Um dos principais problemas do mundo é que o bom senso não é bem distribuído. E, para complicar, muitos ainda o confundem com a lógica. Nas questões mais polêmicas, a mistura entre bom senso e lógica gera confusões interpretativas perigosas. Exemplo banal: o bom senso nos diz que homens e mulheres na mesma posição devem ter salários iguais. No entanto, a lógica nos diz que, em muitos casos, isso não é sequer viável. Por quê? Ora, porque, para que isso aconteça, alguém precisaria financiar generosamente o bom senso a fundo perdido. Neymar e Marta, por exemplo, executam a mesma função: ambos jogam futebol com a camisa 10 da seleção brasileira. O primeiro ganha muito mais do que a segunda.
Não é uma questão de bom senso, é uma questão de lógica. Neymar atrai mais público, mais patrocinadores, mais audiência e mais interesse da mídia. Com isso vende mais produtos, gera mais atenção de outros segmentos, cria mais desejo pelas marcas que patrocina e se torna ídolo de crianças e jovens. E acaba atraindo ainda mais audiência e interesse, girando a roda novamente. Como o futebol masculino atrai mais público do que o feminino, o ecossistema inteiro gira a favor do Neymar e contra a Marta. E é deste ecossistema que vem o financiamento que propicia que ele ganhe mais.

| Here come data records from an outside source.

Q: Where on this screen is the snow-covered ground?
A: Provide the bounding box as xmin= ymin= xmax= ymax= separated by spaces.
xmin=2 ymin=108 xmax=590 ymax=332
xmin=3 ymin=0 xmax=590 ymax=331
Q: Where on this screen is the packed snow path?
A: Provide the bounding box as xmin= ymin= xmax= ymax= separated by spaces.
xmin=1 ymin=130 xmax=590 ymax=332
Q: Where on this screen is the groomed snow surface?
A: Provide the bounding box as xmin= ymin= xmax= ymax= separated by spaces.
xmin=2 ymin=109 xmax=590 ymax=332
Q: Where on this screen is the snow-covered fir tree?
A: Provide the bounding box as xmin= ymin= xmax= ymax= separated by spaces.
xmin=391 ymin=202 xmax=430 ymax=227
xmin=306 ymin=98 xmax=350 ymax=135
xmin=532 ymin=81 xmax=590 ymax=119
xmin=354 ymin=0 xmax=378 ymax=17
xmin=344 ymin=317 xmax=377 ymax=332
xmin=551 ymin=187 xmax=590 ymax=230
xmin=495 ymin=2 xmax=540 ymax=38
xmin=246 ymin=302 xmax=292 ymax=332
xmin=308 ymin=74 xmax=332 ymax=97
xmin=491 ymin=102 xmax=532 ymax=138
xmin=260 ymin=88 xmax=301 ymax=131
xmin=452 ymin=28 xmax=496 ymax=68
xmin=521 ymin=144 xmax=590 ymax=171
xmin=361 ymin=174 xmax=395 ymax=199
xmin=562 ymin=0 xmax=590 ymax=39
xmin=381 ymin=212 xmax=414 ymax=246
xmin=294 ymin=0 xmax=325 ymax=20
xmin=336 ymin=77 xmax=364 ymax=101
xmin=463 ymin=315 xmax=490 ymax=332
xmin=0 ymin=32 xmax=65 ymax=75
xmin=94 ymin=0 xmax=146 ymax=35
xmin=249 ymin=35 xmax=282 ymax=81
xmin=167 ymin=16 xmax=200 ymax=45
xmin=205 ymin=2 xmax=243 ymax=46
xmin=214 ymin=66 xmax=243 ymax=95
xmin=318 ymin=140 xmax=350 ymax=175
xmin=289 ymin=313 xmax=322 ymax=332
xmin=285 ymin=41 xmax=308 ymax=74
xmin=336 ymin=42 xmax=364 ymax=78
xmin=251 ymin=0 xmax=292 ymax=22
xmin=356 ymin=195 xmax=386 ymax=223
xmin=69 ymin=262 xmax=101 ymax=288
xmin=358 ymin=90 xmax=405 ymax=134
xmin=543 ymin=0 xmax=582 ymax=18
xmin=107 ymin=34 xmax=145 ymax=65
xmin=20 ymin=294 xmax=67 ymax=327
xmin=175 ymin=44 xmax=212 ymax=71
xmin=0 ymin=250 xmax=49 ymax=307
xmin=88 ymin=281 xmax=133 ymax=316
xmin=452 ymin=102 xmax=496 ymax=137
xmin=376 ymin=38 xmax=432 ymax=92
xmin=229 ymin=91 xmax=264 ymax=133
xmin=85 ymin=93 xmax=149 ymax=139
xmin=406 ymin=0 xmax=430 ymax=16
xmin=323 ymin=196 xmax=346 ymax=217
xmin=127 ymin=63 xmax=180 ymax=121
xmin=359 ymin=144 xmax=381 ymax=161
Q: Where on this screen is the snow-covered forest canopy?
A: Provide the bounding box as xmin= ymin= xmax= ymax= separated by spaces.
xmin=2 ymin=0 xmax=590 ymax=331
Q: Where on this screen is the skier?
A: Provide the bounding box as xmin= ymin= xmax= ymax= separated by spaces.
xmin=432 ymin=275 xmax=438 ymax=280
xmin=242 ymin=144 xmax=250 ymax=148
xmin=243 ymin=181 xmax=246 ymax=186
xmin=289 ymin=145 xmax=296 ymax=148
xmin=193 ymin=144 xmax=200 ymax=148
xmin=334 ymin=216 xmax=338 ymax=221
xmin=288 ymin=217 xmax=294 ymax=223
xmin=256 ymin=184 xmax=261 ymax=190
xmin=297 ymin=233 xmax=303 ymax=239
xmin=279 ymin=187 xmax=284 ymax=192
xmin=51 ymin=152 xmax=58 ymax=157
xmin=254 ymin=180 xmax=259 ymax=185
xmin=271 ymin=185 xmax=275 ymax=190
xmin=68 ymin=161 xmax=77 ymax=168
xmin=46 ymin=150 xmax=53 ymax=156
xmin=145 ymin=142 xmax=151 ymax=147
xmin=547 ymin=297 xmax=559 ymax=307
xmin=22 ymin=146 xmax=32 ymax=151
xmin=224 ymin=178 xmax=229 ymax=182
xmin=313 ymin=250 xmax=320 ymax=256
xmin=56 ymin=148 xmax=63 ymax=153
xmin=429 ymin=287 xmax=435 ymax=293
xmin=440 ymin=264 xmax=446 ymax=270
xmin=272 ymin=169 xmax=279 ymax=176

Não é machismo, é lógica. E é fácil comprovar isto: basta trocar o nome de Neymar por Gisele Bündchen. Percebe? O modelo masculino mais bem pago do mundo ganha um terço do que a Gisele ganha, talvez ainda menos. Aqui tampouco é feminismo ou falta de bom senso: é lógica. O ecossistema inteiro da moda gira ao redor e em favor da Gisele. Por isso ela atrai mais público, interesse, audiência, marcas e cifrões. E existem vários exemplos como estes em vários tipos de indústrias e ecossistemas diferentes. Só que o desequilíbrio financeiro ainda é muito maior a favor dos homens.
E de quem é a culpa? Do mercado, de quem vende e de quem compra e, sinto informar, sua também. Porque o mercado somos nós. Nós, que preferimos ver um jogo do Neymar e não da Marta. Nós, que debatemos o Federer e não a Vênus Williams.
Nós, que damos audiência para concursos como Miss Universo. Nós, que damos mais espaço para o homem de negócios do que para a mulher de negócios. Nós, que esquecemos que consumo também é um ato político e uma visão de mundo. Nós, que alimentamos essa máquina que tem muita lógica e pouco bom senso. E que adoramos confundi-los na hora de argumentar a nosso favor.